第四章-弐話 『 全略 ~ 湯煙の中から 』
「まったく、いきなりやって来たかと思えば、『ここじゃ話しづらいから場所を変えたい』なんて何様のつもりかしら?」
「そう言うなよ。一刀達の事を心配してる連中もいるし、逆にいえば一刀達が心配してる連中でもあるし、ならいっそ、お互いの近況報告でもしようと思ってな」
馬上の華琳の愚痴にそう返しているのは本日行われていた武官の雇用試験をしっちゃかめっちゃかにした天の御遣いの一人である橘和樹だった。
まぁ、華琳の愚痴ももっともで雇用試験を滅茶苦茶にされた挙句に曹操軍の主要な人物を全員連れて目的地も知らされずに和樹の後に着いて行く今の状況は彼女にとってはただただ苛立つばかりだろう。そんな和樹はといえば華琳の愚痴などお構い無しだった。

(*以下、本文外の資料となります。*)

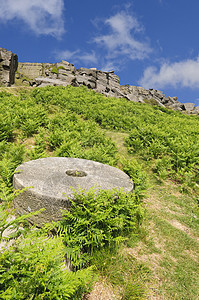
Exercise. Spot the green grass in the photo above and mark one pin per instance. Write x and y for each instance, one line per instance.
(157, 147)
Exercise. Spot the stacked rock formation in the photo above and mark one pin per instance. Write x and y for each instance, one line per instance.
(106, 83)
(8, 67)
(64, 73)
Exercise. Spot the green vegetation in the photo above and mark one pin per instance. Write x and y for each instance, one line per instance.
(102, 235)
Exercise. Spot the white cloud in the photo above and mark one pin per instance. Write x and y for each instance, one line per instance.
(178, 74)
(78, 56)
(122, 41)
(43, 17)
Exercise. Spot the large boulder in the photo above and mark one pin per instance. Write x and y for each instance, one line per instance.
(53, 179)
(8, 67)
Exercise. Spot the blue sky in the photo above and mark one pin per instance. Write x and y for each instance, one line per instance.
(149, 43)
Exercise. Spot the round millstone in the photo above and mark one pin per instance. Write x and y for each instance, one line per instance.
(49, 180)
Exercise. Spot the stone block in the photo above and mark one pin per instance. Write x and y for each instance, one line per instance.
(53, 180)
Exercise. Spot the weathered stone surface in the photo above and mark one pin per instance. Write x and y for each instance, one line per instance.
(8, 67)
(106, 83)
(188, 106)
(53, 177)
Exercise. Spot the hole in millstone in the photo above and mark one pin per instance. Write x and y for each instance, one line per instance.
(76, 173)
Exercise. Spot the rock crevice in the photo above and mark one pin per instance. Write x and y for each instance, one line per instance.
(64, 73)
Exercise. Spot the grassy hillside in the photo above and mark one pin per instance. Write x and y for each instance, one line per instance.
(156, 147)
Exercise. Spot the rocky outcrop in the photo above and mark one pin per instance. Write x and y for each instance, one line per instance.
(106, 83)
(8, 67)
(64, 73)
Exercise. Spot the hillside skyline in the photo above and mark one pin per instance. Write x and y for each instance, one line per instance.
(150, 44)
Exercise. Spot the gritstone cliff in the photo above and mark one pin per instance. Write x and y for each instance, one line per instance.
(64, 73)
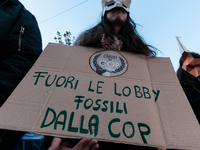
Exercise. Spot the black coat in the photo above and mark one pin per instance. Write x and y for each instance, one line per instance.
(193, 96)
(20, 46)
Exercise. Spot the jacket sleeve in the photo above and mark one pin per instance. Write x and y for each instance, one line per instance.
(14, 64)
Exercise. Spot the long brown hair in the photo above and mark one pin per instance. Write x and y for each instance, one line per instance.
(184, 76)
(132, 41)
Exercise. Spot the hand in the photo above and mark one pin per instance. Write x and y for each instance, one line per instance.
(84, 144)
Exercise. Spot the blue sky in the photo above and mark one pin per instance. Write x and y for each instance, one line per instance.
(160, 21)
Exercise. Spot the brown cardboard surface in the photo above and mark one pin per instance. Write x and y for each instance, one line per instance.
(55, 97)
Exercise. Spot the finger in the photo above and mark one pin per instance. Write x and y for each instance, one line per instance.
(55, 144)
(92, 145)
(160, 148)
(81, 144)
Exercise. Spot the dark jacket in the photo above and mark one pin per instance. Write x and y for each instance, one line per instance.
(193, 96)
(20, 46)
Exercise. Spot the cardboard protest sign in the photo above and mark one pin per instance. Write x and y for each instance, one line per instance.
(120, 97)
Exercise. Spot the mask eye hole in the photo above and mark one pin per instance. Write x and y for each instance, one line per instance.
(124, 5)
(191, 66)
(110, 4)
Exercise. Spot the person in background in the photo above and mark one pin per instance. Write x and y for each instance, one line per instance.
(188, 74)
(20, 46)
(116, 31)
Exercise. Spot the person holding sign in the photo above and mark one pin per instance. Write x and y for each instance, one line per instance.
(189, 76)
(116, 31)
(20, 46)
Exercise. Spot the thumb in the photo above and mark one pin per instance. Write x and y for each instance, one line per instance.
(81, 144)
(55, 144)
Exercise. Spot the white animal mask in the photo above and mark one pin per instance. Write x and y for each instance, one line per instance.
(110, 4)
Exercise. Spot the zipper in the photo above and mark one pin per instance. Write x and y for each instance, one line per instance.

「あなた今、自分がどれだけ非常識な事してるか解ってるの?」
「んぁ?ああ、試験の事か?あれはまあ悪かったな。とはいえこっちもこっちの都合があるしなぁ、それにお前ぇにとっても悪ぃ話じゃ無ぇぜ」
「そっちじゃないわよ。…いえ、それもだけど今のあなた自身が非常識だと私は言ったのよ」
「華琳、多分和樹の奴解ってないと思うよ…」
華琳の言った『非常識』とはつまり、馬に乗った一行を先導して先頭を走っている和樹自身の事である。今がどの位の速度なのかは解らないが顔面に吹付ける風の強さからして、少なくとも普通に全力疾走した位では並んで走るのも難しいだろうことは理解できる。春蘭の髪なんか殆ど横になってるし、あとそれなりに揺れるせいで尻も痛いし一緒に乗ってる霞の胸の揺れが気になって仕方がない。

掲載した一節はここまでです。